James - Percival Everett *****

Par Philisine Cave
Ce n'est pas simple de raconter James de Percival Everett, un roman qui parle d'esclavage et du racisme ségrégatif, qui nous fait vivre /subir à chaque page les outrages. Percival Everett propose dans James d'écouter la voix de Jim, l'esclave noir compagnon de fortune du jeune Huck du roman Les aventures de Huckleberry Finn de Mark Twain. Il propose d'entendre, celui qui n'est jamais considéré, d'entendre une autre voix complémentaire à celle de Huck, et entendre donne un peu d'estime. Oui, c'est une vraie gageure de compléter le feuilleton de Mark Twain, de prendre sa suite sans abîmer l'histoire originelle, sans la contredire, sans en compromettre le discours et même en le renforçant, j'imagine. Car je n'ai pas lu Les Aventures de Huckleberry Finn et cela n'a pas altéré ma lecture de James, au pire (et c'est bien dommage pour moi), j'ai certainement raté des allusions, des clins d'oeil, des épisodes vus sour un autre angle. Là j'ai lu James pour ce que cette histoire est avant tout : un grand roman, un de ceux qui vous font réfléchir, un de ceux qui vous font voyager, un de ceux qui vous rappellent que le passé n'est pas à regretter, que des progrès sociaux et sociétaux indispensables pour l'humanité toute entière ont contribué au respect humain.

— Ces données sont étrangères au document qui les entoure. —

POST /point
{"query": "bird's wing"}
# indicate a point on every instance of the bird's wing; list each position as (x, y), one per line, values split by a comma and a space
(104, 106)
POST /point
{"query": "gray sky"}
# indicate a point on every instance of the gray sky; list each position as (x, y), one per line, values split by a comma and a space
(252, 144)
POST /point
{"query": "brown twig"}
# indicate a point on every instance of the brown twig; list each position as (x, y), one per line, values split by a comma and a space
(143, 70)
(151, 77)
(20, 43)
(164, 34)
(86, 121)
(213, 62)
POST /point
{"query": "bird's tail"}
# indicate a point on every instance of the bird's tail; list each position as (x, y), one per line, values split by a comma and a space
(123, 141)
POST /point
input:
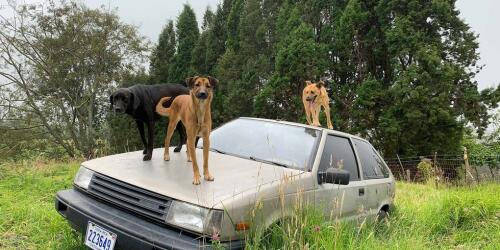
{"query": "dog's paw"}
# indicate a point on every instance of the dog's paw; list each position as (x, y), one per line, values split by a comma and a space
(209, 177)
(196, 180)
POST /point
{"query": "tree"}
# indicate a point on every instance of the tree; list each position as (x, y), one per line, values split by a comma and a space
(297, 60)
(163, 55)
(59, 64)
(200, 61)
(187, 37)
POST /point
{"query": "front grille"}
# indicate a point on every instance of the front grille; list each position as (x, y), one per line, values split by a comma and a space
(130, 197)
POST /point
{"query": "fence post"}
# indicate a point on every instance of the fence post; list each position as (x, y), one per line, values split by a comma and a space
(401, 165)
(467, 167)
(436, 174)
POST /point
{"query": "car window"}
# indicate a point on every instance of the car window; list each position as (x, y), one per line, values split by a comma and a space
(373, 166)
(289, 145)
(338, 153)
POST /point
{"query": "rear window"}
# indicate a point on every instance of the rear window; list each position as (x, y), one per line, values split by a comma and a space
(373, 166)
(338, 153)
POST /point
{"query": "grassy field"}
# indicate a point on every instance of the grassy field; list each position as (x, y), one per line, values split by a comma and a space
(424, 217)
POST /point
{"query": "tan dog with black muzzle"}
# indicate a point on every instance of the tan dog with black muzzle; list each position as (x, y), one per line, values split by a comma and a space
(314, 96)
(193, 111)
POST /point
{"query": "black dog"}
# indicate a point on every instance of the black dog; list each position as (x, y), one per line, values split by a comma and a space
(139, 101)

Nous le savons, rien n'est gagné d'avance, mais rappeler que l'esclavage est une honte de notre humanité ne suffira pas, mais rappeler que l'égalité entre les hommes et les femmes est une lutte de tous les instants, une lutte qui a parfois eu des épisodes guerriers fratricides comme la guerre de Sécession, une lutte qui n'est pas achevée malheureusement.Quoi dire d'autre que James est un immense roman qui bouscule et émeut, parce que Percival Everett ne nous épargne rien, n'épargne pas son héros : Jim qui a une langue de toute beauté qu'il cache et dénature pour renvoyer à d'autres l'image que ceux-ci souhaitent garder de lui, Jim qui ne cesse de vivre une vie de frayeur, de violence, de transgression (celui de sa liberté), de soumission à un ordre établi autoritaire, discriminant, inégalitaire, raciste, Jim qui rêve de rejoindre un Etat abolitionniste pour gagner sa liberté et celle de sa famille, pour espérer une vie d'un homme libre, ce qu'on lui a refusé à sa naissance, lui qui est né enfant d'esclave.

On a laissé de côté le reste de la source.